Report Caching in Reporting Services
A report server can cache a copy of a processed report and return that copy when a user opens the report. To a user, the only evidence available to indicate the report is a cached copy is the date and time that the report ran. If the date or time is not current and the report is not a snapshot, the report was retrieved from cache.
Caching can shorten the time required to retrieve a report if the report is large or accessed frequently. If the server is rebooted, all cached instances are reinstated when the Report Server Web service comes back online.
Caching is a performance-enhancement technique. The contents of the cache are volatile and can change as reports are added, replaced, or removed. If you require a more predictable caching strategy, you should create a report snapshot. For more information, see Setting Report Processing Properties.
Reporting Services stores temporary files in a database to support user sessions and report processing. These files are cached for internal use and to support a consistent viewing experience during a single browser session. For more information about how internal-use temporary files are cached, see Report Server Database.
A cached instance of a report is based on the intermediate format of a report. The report server generally caches one instance of a report based on the report name. However, if a report can contain different data based on query parameters, multiple versions of the report may be cached at any given time. For example, suppose you have a parameterized report that takes a region code as a parameter value. If four different users specify four unique region codes, four cached copies are created.
The first user who runs the report with a unique region code creates a cached report that contains data for that region. Subsequent users who request the report using the same region code get the cached copy.
Not all reports can be cached. If a report includes user-dependent data, prompts users for credentials, or uses Windows Authentication, it cannot be cached.

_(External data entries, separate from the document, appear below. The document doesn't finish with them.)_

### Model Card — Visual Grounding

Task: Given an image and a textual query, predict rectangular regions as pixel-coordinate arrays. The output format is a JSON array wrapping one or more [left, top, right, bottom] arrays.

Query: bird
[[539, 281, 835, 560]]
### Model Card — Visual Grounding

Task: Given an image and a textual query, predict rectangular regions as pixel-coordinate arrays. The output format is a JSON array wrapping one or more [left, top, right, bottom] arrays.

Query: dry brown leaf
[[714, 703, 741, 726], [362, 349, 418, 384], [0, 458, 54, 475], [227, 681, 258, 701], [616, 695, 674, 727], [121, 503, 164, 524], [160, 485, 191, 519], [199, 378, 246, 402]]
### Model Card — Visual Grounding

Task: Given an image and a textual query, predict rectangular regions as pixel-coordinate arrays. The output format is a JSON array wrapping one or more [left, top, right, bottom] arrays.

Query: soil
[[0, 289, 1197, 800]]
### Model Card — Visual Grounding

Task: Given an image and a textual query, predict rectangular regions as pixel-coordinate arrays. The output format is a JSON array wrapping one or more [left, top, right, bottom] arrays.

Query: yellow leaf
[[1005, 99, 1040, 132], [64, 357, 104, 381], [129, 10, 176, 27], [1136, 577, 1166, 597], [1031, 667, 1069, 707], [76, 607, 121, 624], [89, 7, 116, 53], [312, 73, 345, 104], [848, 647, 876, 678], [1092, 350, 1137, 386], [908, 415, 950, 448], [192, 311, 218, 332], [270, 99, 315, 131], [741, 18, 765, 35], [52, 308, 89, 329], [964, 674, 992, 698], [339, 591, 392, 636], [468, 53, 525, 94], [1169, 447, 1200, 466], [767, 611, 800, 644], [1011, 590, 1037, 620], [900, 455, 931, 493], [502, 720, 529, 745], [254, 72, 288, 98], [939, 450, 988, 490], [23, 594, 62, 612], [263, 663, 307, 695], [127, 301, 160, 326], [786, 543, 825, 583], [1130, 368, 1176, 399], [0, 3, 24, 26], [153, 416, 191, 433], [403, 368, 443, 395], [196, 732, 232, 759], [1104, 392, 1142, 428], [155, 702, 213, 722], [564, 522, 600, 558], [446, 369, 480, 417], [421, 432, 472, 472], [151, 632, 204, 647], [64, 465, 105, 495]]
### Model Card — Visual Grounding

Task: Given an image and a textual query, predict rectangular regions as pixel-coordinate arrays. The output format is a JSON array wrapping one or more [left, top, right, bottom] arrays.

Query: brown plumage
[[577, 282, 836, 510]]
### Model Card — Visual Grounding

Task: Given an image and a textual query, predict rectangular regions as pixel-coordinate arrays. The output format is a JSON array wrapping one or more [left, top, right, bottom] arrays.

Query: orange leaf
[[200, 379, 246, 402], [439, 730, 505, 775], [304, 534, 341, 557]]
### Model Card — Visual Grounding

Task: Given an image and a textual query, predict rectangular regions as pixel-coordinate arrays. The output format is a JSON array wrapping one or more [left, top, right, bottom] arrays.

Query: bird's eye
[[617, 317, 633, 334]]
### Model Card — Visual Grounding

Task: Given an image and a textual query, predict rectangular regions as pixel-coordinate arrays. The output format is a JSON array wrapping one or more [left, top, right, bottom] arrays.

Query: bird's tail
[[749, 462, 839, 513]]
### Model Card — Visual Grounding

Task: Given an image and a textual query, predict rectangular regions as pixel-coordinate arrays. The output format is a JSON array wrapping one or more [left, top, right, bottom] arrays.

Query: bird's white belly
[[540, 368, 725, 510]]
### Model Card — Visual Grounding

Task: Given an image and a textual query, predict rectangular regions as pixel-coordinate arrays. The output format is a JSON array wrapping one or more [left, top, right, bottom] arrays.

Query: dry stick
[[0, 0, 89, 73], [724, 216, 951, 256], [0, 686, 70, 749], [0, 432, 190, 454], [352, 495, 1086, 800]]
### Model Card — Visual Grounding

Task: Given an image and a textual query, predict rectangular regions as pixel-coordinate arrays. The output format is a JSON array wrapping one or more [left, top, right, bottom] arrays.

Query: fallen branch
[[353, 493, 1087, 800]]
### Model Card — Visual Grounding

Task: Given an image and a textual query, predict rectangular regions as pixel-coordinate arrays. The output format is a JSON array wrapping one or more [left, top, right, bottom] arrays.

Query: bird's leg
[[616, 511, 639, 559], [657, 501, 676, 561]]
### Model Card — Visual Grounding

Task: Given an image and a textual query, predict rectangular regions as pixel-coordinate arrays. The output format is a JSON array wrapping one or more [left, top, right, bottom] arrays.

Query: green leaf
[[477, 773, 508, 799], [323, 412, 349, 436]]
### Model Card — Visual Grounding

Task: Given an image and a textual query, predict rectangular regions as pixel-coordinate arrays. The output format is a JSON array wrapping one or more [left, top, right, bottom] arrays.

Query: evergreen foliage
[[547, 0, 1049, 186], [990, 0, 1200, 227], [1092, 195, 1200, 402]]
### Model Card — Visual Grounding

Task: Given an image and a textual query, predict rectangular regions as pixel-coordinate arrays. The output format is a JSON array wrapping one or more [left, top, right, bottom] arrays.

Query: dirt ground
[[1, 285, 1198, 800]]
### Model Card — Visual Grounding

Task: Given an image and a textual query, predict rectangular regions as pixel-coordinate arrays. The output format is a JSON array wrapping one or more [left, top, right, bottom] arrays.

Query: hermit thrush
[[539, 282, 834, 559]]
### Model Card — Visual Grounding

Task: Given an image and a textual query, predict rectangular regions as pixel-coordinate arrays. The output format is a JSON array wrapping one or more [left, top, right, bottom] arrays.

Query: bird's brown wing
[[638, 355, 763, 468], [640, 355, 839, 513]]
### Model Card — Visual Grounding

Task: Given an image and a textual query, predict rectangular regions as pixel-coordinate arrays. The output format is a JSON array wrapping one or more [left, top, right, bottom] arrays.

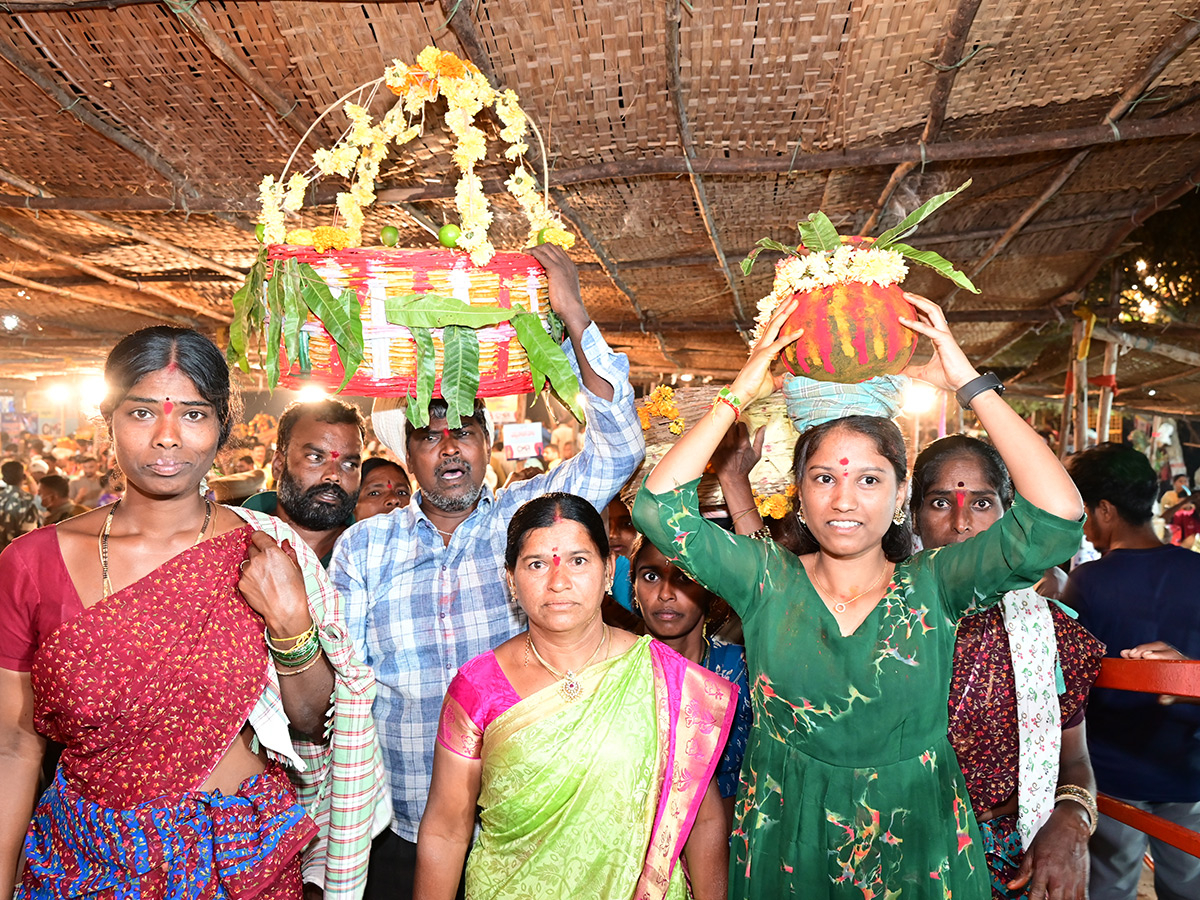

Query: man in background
[[1, 459, 41, 551], [243, 398, 365, 567], [1064, 443, 1200, 900], [38, 474, 87, 524]]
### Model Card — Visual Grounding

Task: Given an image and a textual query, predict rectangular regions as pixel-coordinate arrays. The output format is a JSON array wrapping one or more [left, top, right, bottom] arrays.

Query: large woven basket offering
[[228, 47, 583, 426], [271, 246, 550, 398]]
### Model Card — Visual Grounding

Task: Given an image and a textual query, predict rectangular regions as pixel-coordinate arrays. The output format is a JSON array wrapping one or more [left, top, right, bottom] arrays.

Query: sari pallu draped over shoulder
[[466, 637, 735, 900]]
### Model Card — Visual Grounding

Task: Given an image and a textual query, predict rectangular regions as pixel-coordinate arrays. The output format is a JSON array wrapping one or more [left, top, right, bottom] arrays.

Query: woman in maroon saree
[[0, 327, 380, 900]]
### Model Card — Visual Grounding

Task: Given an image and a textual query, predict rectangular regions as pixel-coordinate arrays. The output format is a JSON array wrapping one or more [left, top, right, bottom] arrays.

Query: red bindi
[[162, 399, 173, 414], [330, 450, 340, 459], [839, 458, 849, 466], [551, 547, 561, 566], [955, 490, 966, 508]]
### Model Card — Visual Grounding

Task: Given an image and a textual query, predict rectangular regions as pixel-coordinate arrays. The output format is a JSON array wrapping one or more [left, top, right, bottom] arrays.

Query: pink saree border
[[634, 640, 737, 900]]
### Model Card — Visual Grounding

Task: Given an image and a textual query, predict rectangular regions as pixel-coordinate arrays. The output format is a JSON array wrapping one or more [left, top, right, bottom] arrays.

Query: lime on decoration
[[438, 223, 461, 248], [380, 225, 400, 247], [254, 223, 266, 243]]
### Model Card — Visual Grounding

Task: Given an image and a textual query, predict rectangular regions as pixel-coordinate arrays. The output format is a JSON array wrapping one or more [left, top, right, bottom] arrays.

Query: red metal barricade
[[1091, 657, 1200, 860]]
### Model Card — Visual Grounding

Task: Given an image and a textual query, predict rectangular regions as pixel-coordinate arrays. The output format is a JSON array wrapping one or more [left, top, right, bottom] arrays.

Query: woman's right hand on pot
[[730, 296, 803, 404]]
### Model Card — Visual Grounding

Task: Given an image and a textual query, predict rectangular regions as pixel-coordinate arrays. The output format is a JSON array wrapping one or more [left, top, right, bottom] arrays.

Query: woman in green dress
[[632, 293, 1085, 899]]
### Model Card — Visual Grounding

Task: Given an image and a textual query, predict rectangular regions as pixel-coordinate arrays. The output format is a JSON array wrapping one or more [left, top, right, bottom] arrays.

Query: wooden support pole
[[1074, 345, 1089, 451], [1095, 340, 1119, 443], [0, 269, 189, 323], [0, 221, 228, 322], [1059, 322, 1080, 458], [0, 166, 245, 280], [1091, 326, 1200, 368]]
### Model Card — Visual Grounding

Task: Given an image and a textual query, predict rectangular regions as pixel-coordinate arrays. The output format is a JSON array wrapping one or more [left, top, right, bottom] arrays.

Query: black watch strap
[[956, 372, 1005, 409]]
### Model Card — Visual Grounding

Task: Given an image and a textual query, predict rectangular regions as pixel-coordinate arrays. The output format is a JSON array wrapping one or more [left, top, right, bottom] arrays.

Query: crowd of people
[[1, 247, 1198, 900]]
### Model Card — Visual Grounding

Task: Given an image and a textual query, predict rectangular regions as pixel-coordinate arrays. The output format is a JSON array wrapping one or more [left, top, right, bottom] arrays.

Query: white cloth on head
[[369, 398, 495, 467]]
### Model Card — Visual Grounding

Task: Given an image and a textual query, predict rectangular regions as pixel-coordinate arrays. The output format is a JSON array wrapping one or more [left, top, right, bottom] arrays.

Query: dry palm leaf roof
[[1, 0, 1199, 414]]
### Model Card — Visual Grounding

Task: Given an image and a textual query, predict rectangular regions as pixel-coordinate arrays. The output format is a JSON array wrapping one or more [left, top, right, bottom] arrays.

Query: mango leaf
[[796, 211, 842, 253], [511, 311, 585, 422], [740, 237, 798, 276], [889, 242, 980, 293], [226, 248, 267, 373], [544, 309, 565, 344], [385, 293, 514, 329], [297, 331, 312, 374], [281, 258, 304, 377], [405, 326, 437, 429], [296, 262, 364, 391], [528, 351, 546, 396], [440, 325, 480, 429], [264, 266, 285, 390], [874, 179, 973, 251]]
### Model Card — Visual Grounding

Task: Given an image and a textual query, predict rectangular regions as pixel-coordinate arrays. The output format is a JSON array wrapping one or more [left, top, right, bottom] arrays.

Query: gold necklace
[[810, 562, 889, 614], [99, 498, 213, 599], [526, 625, 609, 702]]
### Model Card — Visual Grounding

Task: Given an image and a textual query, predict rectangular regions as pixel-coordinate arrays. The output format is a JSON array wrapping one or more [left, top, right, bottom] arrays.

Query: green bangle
[[715, 386, 744, 419]]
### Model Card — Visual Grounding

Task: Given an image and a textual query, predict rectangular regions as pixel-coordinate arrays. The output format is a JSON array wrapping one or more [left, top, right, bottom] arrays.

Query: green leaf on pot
[[511, 310, 585, 423], [296, 262, 363, 391], [440, 325, 480, 429], [874, 179, 973, 250], [889, 242, 980, 293], [281, 258, 304, 377], [226, 247, 267, 374], [740, 237, 798, 276], [796, 211, 842, 253], [264, 266, 285, 390], [406, 326, 437, 429], [385, 293, 513, 329]]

A cached report is replaced with a newer version when a user selects the report after the previously cached copy has expired. Reports that are configured to run as cached instances are removed from the cache at regular intervals based on expiration settings. You can set a report's expiration in minutes or at a scheduled time, as determined by the data's immediacy requirement. You cannot delete reports from the cache directly unless you use the SOAP API.
To configure cache expiration, you can use a shared schedule or report-specific schedule. If you use a shared schedule and it is subsequently paused, the cache does not expire while the schedule is inoperative. If the shared schedule is subsequently deleted, a copy of the schedule settings is saved as a report-specific schedule.
If a schedule expires or if the scheduling engine is unavailable at a cache expiration date, the report server runs a live report until scheduled operations can be resumed (by either extending the schedule or starting the scheduling service).
To improve server performance, you can preload the cache. To preload the cache with a collection of parameterized report instances, create a data-driven subscription that uses the Null Delivery Provider. When you specify the Null Delivery Provider as the method of delivery in the subscription, the report server targets the report server database as the delivery destination and uses a specialized rendering extension called the null rendering extension.
This feature is especially useful if you want to cache multiple instances of a parameterized report where different parameter values are used to produce different report instances. Note that you can only specify query-based parameters on the report. In contrast with other delivery extensions, the Null Delivery Provider does not have delivery settings that you can configure through a subscription definition.
When you create the data-driven subscription, you must schedule how often the reports are delivered to the cache. In order for new copies to be delivered to the cache, the old copies must have expired. Therefore, the Execution properties of the report must be configured to include cache expiration settings. The expiration setting must be consistent with the subscription schedule that you define. For example, if you create a subscription that runs every night, the cache should also expire every night prior to the subscription's run time. If the Execution properties do not include expiration times, newer deliveries are disregarded. For more information about setting properties, see Setting Report Processing Properties. For more information about using data-driven subscriptions, see Data-Driven Subscriptions.
A cached report is invalidated in response to the following events: the report definition is modified, report parameters are modified, data source credentials change, or report execution options change. If you delete a report that is stored in the cache, the cached version is also deleted.
If a report cannot be rendered from a cached instance for any reason (for example, if the parameter values that a user specifies are different from those used to produce the cached report), the report server reruns the report.